This piece from Works in Progress doesn't just report on a scientific breakthrough; it reframes the very nature of biological discovery. The most startling claim isn't that AI can predict protein structures, but that it can now hallucinate entirely new ones from scratch—creating functional molecules that evolution never conceived. For a busy reader, this represents a fundamental shift from observing nature to programming it, with implications that stretch far beyond the lab bench.
Beyond Evolution's Blueprint
The editors of Works in Progress anchor their argument in a provocative premise: nature is not the ultimate optimizer. While evolution has solved many problems, it has left vast gaps, particularly regarding human-made pollutants and novel pathogens. The piece notes that "plastic famously is not biodegradable," pointing out that "nature's not doing, in the sense of bio, ain't doing much degrading." This framing is crucial because it justifies the leap from tweaking existing biology to inventing new biology. The argument lands effectively by contrasting the slow, trial-and-error pace of natural selection with the rapid, targeted design of artificial intelligence.
The coverage highlights specific tools like RFDiffusion and AlphaFold, describing how researchers are using them to "hallucinate entirely novel proteins: designing them from scratch to solve problems evolution hasn't tackled." This is not merely a technical update; it is a philosophical pivot. The piece suggests that we are moving from a world where we discover what works to one where we define what works and then build it. Jacob Trefethen, a contributor to the podcast transcript featured in the article, illustrates this by discussing the design of a protein to block hepatitis B. He explains the goal is to create a binder that interrupts the virus's life cycle, stating, "I want to bind a part of hepatitis B to interrupt its life cycle, so it stops damn replicating in my liver cells." The raw, direct language here underscores the urgency and practicality of the technology.
"If you could create a protein that operated as a therapeutic, as a drug, and you just created it out of thin air and you never saw anything like it before, then could be really useful."
Critics might note that the term "hallucinate"—borrowed from generative AI image models—could be misleading when applied to molecular biology, where precision is paramount and errors can be toxic. However, the piece clarifies that these are not random guesses but structured outputs validated through rigorous loops. The editors argue that these models are part of a "design, create and validation" loop, ensuring that the hallucinated structures are not just mathematically probable but biologically functional.

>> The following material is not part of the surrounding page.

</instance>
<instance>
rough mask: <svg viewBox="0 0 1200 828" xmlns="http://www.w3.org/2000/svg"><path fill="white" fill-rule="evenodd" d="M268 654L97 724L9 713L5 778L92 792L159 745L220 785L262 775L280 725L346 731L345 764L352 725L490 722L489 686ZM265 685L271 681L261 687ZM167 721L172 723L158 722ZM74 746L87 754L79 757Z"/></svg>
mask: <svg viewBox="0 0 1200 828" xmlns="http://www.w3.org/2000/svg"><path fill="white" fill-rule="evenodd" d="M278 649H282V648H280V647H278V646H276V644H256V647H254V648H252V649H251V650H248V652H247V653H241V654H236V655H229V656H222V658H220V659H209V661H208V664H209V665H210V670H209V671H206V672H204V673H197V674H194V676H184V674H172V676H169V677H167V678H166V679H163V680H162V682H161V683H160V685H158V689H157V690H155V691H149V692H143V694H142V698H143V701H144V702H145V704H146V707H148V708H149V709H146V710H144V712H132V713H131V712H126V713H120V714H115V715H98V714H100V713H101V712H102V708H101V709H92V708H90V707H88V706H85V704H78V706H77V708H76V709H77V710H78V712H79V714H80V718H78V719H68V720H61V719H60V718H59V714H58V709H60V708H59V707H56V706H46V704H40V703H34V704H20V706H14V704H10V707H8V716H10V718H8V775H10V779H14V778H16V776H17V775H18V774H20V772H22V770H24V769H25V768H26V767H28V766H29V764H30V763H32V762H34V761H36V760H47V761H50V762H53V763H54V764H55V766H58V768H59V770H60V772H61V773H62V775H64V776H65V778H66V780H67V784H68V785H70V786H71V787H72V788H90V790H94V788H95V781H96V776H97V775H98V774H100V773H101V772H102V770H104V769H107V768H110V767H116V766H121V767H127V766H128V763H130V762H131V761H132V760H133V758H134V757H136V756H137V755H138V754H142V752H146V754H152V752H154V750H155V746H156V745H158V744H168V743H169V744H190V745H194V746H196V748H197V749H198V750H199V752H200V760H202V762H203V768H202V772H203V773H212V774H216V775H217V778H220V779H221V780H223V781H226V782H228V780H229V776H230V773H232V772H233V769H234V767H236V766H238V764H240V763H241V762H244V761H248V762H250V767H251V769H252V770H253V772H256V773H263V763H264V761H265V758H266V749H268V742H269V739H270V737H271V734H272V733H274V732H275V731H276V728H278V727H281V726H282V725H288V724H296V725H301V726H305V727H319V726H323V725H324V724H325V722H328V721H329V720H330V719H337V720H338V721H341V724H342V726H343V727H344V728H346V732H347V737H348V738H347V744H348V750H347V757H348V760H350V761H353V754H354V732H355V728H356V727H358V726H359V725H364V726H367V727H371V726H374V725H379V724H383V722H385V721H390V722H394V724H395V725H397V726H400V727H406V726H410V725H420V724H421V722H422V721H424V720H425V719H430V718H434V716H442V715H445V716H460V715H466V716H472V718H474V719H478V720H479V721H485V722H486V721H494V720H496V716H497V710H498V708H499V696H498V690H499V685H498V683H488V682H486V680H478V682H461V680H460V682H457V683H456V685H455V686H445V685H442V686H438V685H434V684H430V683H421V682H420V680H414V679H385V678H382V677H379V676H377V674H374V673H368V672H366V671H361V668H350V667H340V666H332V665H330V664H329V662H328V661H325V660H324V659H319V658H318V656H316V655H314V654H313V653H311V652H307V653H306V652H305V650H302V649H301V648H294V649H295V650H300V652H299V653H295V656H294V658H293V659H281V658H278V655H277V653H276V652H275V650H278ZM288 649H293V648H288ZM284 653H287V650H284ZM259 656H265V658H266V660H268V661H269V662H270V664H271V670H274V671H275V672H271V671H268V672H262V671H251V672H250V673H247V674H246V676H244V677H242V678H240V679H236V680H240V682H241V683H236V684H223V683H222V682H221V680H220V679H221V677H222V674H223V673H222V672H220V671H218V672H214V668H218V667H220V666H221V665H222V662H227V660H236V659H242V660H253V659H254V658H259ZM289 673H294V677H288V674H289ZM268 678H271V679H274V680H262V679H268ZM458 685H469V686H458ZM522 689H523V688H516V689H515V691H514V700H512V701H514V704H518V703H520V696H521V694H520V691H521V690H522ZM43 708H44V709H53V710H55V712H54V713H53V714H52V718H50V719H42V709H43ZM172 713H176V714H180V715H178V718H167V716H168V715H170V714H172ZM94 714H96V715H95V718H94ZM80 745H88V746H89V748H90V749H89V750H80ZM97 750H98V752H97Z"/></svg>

From Digital Models to Physical Reality
The commentary shifts from the theoretical to the tangible, exploring how these digital designs translate into real-world applications. The piece argues that the potential extends well beyond medicine into agriculture and materials science. Saloni Dattani, another contributor, raises the possibility of creating proteins that can "purify water" or "get rid of dirt," while Trefethen envisions improving photosynthesis to be more efficient than the current 1% biomass conversion rate. The editors use these examples to demonstrate the breadth of the opportunity, noting that "nature's so good when there's a problem that evolution's really taken a swing at," but falters when faced with entirely new challenges like plastic waste or synthetic pathogens.
The article details the mechanics of this process, describing how diffusion models work similarly to image generators like Midjourney. "Instead of hallucinating cat pictures, you started hallucinating a protein structure," the piece explains. This analogy makes the complex technology accessible, stripping away the jargon to reveal the core mechanism: generating novel structures based on learned patterns. The editors emphasize that this is a collaborative future, predicting that "structural biologists who know how to use these computational tools" will pair with domain experts to solve specific problems. This reframing of scientific labor—from solitary discovery to interdisciplinary engineering—is a vital insight for readers tracking the future of innovation.
"The starting gun is basically 2022. What we're gonna see... is a lot of structural biologists who know how to use these computational tools, matching up with experts in particular fields... and in combination, I think those teams of people are gonna do really incredible things."
A counterargument worth considering is the timeline. While the technology is advancing rapidly, the path from a computer-generated model to a safe, approved drug or material is long and fraught with regulatory hurdles. The piece acknowledges that "AI still can't predict everything about proteins," hinting at the remaining gaps between simulation and reality. However, the editors maintain that the trajectory is clear: the ability to design proteins de novo is no longer science fiction but an emerging engineering discipline.
Bottom Line
The strongest part of this coverage is its refusal to treat AI protein design as a mere incremental improvement; instead, it correctly identifies it as a paradigm shift that allows humanity to bypass evolutionary constraints. The piece's biggest vulnerability lies in its optimism regarding the speed of adoption, as the gap between digital design and clinical or industrial deployment remains significant. Readers should watch for the first major commercial success of a de novo designed protein, which will serve as the definitive proof that this "hallucination" is the future of medicine and materials.